お金はかかりませんが、やはりその人の立ち居振る舞い、バックグラウンド、国柄、人柄、志、こういうことを会話の中から拾っていかねばなりませんから、やはり親しくならないとできないわけです。もっとも親しくとも閃かない場合もあります。

名前は3種類あります。

一つは和号、例えばその人の名前の音を漢字にしたり、音とは関係なく、その人の人となりを名前にします。両方同時に付ける場合もあります。外国人もこれが一番好きなようですが、いかんせん漢字の知識が日本人よりは深くないので、へんてこな名前を付け方を頻繁に見ます。多分、最初にそれを見た時、おかしかったのと可哀想だと思ったからこのようなことを始めたのだと思います。

ちょっと一例をば

音を漢字にしたもの

御礼倶(オレグ):ロシア人の友人ですが、非常に礼儀正しく、好感の持てる友人なのでこのようにしました。

音とは関係ないもの

回志(さとし):本人は真摯なイスラム教徒で、非常に素晴らしい志の持ち主なのでこのようにしました。(イスラム教は回教と言います)

両方併せたもの

久里流 杜陽(クリル もりあき):米国人です。クリルは本名の家族名ですが、幕末に日本人が初めて米国人と接触した久里浜から取りました。流は武道をするために日本に流れ着いた、という意味です。杜陽は以前、神社に行った時に社杜の中で木漏れ日が非常に美しかったと感想を述べていたので、杜陽にしました。

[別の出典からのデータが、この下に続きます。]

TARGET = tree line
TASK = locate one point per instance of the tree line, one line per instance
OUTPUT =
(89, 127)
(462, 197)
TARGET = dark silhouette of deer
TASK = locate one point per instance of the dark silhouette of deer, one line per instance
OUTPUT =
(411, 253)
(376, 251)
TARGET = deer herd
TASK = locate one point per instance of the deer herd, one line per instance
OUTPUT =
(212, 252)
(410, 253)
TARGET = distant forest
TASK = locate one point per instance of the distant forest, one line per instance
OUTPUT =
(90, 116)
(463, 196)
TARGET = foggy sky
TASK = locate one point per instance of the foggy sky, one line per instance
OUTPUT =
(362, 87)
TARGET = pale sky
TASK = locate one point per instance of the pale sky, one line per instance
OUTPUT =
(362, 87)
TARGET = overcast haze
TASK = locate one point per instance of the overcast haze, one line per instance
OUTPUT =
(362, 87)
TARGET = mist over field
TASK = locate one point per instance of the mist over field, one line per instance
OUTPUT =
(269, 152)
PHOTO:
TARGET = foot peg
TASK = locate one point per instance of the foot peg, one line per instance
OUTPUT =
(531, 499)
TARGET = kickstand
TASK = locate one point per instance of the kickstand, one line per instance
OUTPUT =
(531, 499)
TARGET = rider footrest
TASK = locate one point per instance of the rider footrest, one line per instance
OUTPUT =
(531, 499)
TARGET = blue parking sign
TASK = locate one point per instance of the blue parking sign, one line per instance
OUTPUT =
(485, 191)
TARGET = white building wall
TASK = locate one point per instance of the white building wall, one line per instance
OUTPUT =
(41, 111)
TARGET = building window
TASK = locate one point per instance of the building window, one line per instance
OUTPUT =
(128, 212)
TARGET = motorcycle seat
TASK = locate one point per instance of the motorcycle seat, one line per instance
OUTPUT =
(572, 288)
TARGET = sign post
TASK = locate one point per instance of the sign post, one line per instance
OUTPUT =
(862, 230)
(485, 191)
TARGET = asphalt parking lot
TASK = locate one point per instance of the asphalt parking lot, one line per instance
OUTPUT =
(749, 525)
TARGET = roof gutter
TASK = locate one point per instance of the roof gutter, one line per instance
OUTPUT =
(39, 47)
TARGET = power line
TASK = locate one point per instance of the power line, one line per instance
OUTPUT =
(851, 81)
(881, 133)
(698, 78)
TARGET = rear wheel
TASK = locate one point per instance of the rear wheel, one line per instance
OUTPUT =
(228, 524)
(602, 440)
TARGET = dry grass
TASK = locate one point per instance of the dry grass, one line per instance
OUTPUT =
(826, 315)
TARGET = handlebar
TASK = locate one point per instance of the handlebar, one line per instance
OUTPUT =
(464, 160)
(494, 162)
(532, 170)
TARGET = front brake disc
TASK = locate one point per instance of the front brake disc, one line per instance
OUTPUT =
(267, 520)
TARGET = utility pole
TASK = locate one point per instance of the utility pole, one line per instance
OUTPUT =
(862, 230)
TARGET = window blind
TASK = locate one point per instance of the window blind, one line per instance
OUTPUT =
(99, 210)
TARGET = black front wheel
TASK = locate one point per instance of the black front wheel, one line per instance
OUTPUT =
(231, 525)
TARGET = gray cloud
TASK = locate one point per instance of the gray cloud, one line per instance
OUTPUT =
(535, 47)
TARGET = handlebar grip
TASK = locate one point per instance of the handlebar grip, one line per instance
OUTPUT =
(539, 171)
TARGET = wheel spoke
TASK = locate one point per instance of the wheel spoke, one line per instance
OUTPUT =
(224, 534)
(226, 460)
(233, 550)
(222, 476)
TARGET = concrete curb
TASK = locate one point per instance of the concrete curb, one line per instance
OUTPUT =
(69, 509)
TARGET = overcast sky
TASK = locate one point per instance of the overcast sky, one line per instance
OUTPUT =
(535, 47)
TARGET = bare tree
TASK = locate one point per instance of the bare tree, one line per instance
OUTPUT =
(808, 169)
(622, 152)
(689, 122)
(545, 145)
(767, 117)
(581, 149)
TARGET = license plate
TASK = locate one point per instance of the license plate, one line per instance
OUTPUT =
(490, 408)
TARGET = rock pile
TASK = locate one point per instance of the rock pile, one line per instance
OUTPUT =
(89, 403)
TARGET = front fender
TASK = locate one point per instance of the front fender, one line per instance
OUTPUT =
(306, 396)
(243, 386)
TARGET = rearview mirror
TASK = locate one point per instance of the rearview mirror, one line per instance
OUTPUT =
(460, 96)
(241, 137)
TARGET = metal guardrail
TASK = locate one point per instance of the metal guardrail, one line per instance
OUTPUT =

次の庵号は簡単に言うと道場名です。人によってはファミリーネームを道場名にする人もいますが、更に本格的な名前を求めたり、あげたりしたい場合は贈ったりします。庵にこだわるのは、小さい道場、ビジネスライクな道場でないこと、武芸とは密かに隠れてすること、といった意味合いです。昔から、やはり優れた武芸者が開いた道場、優れた禅僧が開いた寺には庵が付いていることが多いようです。

白露庵(はくろあん):既出のロシア人の友人に贈ったもの。白も露もロシアをイメージさせます。また彼は禅もよくやるのですが、白露は仏教の教えにもたびたび出てくる言葉です。

臥龍庵(がりゅうあん):臥龍は文字通り嵐を待って伏せている龍です。まもなく帰国する米国人同門のために作りました。いつも物静かに稽古に励んでいたので、記念として。

最後は武号です。時代劇にも出てきますが、ナントカ齋というやつです。齋は隠居した武芸者が号するものらしいですが、隠居しなくても号していた人もいましたので、必ず使うわけではありませんが、齋をよく使います。

隠龍齋(先の米国人同門に)

玄楓齋(帰国したカナダ人同門に)

ま、他にも色々ありますが、こんな感じに付けます。

これだけでは寂しいので、大抵は私の作った駄句を添えています。

駄句ながら、ちゃんと決まりがあって、なるべく贈った号に使った漢字を取り混ぜたり、その人の志や人柄を詠む内容にしています。この辺りはさすがにプロでもないし、センスがあるわけでもないので、満足したことも、悦に浸ったりしたこともないのですが、取りあえず全く知らない日本人が見ても恥を掻かないように、という思いと、まずはともあれ友人に対する真心でしょうか。これを重視しています。

これは紹介するほどのものではないので(笑)省略します。

これらを紙に書き、自分の名前と花押を記し、自分の武号の印鑑を押します。

もちろん別紙に英語でその意味などを書き、それを贈るわけです。

こういうものを贈っていると、自然、日本人の在り方などが感じられるようになってきます。